The Anjouan Island day gecko (Phelsuma v-nigra anjouanensis) is a small diurnal subspecies of gecko. It lives in the Comoros and typically inhabits trees and bushes. The Anjouan Island day gecko feeds on insects and nectar.

Description 
This lizard belongs to the smallest day geckos. It can reach a maximum length of approximately 11 cm. The body colour is bright green. There is a red v-shaped stripe on the snout and a red barring between the eyes. On the back there are a number of tiny red-brick coloured spots and reticulations. On the throat, there is a faint v-shaped marking. The ventral side is greyish.

Distribution 
This subspecies only inhabits the island Anjouan in the Comoros.

Habitat 
Phelsuma v-nigra anjouanensis is found on agave bushes, banana trees, palms, human dwellings and even on the ground.

Diet 
These day geckos feed on various insects and other invertebrates. They also like to lick soft, sweet fruit, pollen and nectar.

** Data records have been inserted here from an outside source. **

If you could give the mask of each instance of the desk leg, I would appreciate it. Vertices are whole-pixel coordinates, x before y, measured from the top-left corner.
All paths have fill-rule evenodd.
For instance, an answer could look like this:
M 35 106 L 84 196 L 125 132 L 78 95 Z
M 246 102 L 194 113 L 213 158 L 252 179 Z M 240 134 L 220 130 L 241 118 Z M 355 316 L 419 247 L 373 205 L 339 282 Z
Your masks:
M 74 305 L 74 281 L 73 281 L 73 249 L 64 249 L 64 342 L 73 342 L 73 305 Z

Care and maintenance in captivity 
These animals should be housed in pairs and need a medium-sized, well planted terrarium. The daytime temperature should be between 28 and 30 °C and 24 and 26 °C at night. The humidity should be not too high. A two-month winter cooldown should be included during which temperature is 25 °C at daytime and 20 °C at night. In captivity, these animals can be fed with crickets, wax moth larvae, fruit flies, mealworms and houseflies.

References 

Henkel, F.-W. and W. Schmidt (1995) Amphibien und Reptilien Madagaskars, der Maskarenen, Seychellen und Komoren. Ulmer Stuttgart. 
McKeown, Sean (1993) The general care and maintenance of day geckos. Advanced Vivarium Systems, Lakeside CA.